Anneila Firza Kadriyanti

Pengamat komunikasi politik gender; founder dan pegiat literasi digital Mari Melek Media; feminist blogger.

Pemilu 2024 dan Identitas Politik Perempuan yang Kerap Termarjinalkan

Anneila Firza Kadriyanti Kamis, 27 Oktober 2022
Perempuan memilih menuju Pemilu 2024: Akan seperti apa peran dan keterwakilan perempuan di dunia politik?
Perempuan memilih menuju Pemilu 2024: Akan seperti apa peran dan keterwakilan perempuan di dunia politik? smartboy10

Tulisan ini merupakan pandangan pribadi dari penulis.

Menciptakan Ekosistem dalam Mendukung Kaum Marjinal

Sangat penting bagi kelompok identitas minoritas tertentu untuk melawan dogma-dogma konservatif.

Pencapaian tertinggi kelompok minoritas dalam jabatan publik harus dirayakan sebagai simbol bahwa mereka yang termarjinalkan pun punya hak untuk muncul dan didengar.

Negara-negara Barat yang selama ini menjadi role model dari praktik demokrasi telah menunjukkan pentingnya politik identitas sebagai bentuk melawan kehendak mayoritas yang membungkam keterlibatan kaum marjinal untuk berpartisipasi di ruang politik.

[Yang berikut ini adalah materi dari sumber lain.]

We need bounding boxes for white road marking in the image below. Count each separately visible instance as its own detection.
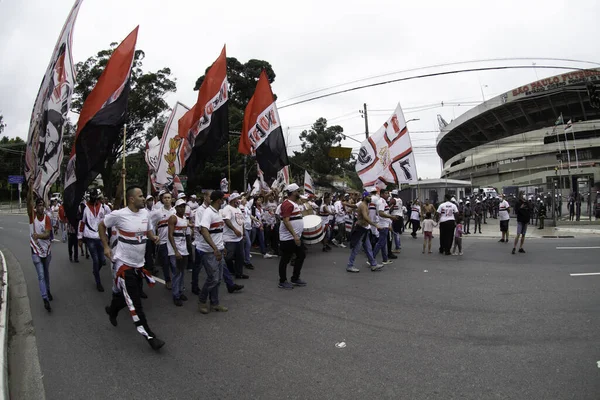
[556,246,600,250]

Di negeri Paman Sam, tahun 2009-2017 dipimpin oleh Barrack Obama yang menjadi Presiden Amerika Serikat pertama dari keturunan Afrika-Amerika.

Pada tahun 2021, Kamala Harris dilantik sebagai wakil presiden perempuan multietnis pertama.

Yang teranyar, Rishi Sunak terpilih sebagai Perdana Menteri Inggris pertama di tahun 2022 yang merupakan keturunan imigran India serta beragama Hindu.

Obama, Harris, dan Sunak merupakan representasi dari keberhasilan kelompok marjinal dalam menduduki jabatan publik.

Namun keberhasilan ini tidak akan terwujud jika tidak didukung oleh ekosistem yang memungkinkan mereka untuk dapat terlibat aktif di ruang publik.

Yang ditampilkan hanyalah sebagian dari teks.